12 Kasım 2014 Çarşamba


    Biz Dört Kişiyiz...



Bundan yedi yıl önce lisede üç tane pırlanta gibi insanlarla tanıştım. Hiçbir şeyimken bir anda her şeyim oldular. Beraber günler, aylar, seneler geçirdik. Dersler, ödevler, sınavlar yanında gır gır, şamata, eğlence, üzüntü, ağlamalı gözler... Yaşamadığımız duygular kalmadı anlayacağınız.Geriye dönüp baktığım da vay be diyeceğimiz bir sürü anı biriktirmişiz. Derken koca dört sene doldu okul bitti, yani ayrılık zamanı.Ama biz  ayrılmadık daha da kenetlendik. Arkadaştan öte dost, kardeş, sırdaş bazen abla bazen anne olduk birbirimize.Dertlerimizi, sevinçlerimizi paylaştık.
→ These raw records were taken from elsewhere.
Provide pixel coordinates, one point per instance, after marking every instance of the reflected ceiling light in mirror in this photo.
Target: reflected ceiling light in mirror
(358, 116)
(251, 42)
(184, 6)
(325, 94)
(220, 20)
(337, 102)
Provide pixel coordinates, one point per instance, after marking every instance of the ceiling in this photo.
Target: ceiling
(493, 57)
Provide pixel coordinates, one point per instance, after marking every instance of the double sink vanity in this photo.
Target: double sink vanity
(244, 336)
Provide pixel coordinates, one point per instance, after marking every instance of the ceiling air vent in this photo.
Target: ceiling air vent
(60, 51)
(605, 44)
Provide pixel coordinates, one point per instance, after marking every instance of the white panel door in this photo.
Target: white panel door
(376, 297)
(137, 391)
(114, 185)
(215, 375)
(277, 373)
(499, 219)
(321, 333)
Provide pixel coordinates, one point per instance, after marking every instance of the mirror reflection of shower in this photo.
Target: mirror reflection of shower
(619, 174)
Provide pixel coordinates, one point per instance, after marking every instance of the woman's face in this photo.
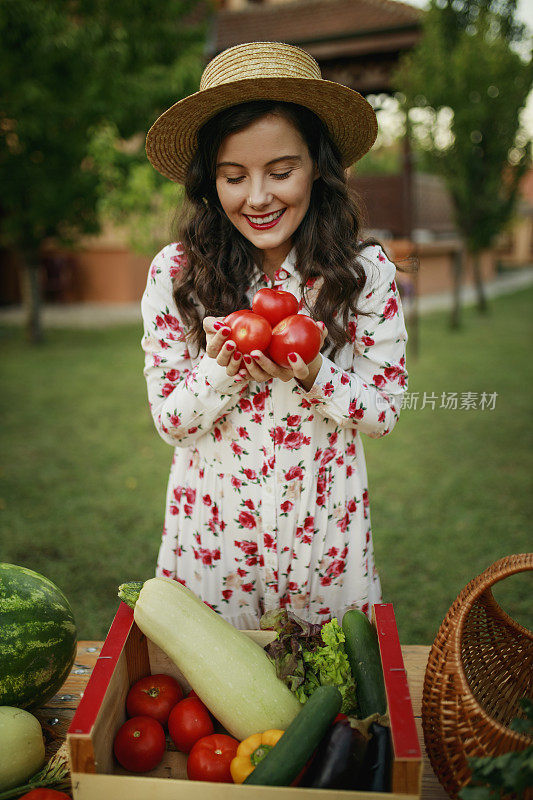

Şöyle bir söz okumuştum " İnsanlar anlatabildikleriyle dost, eğlenebildikleriyle arkadaş, ağlayabildikleriyle kardeş olurlar." İşte bu sözde anlatılan her şeyi ben onlarla yaşadım.Her şeyimi anlattım hiç tereddüt etmeden onlara, dertlerimizi anlatıp ağladık. Onlarla beraberken güldük, eğlendik. Yani biz DOST, ARKADAŞ VE KARDEŞİZ.


İyi ki karşılaşmışım ve iyi ki tanımışım onları, kim mi onlar Fatoş, Şeyma ve Güler.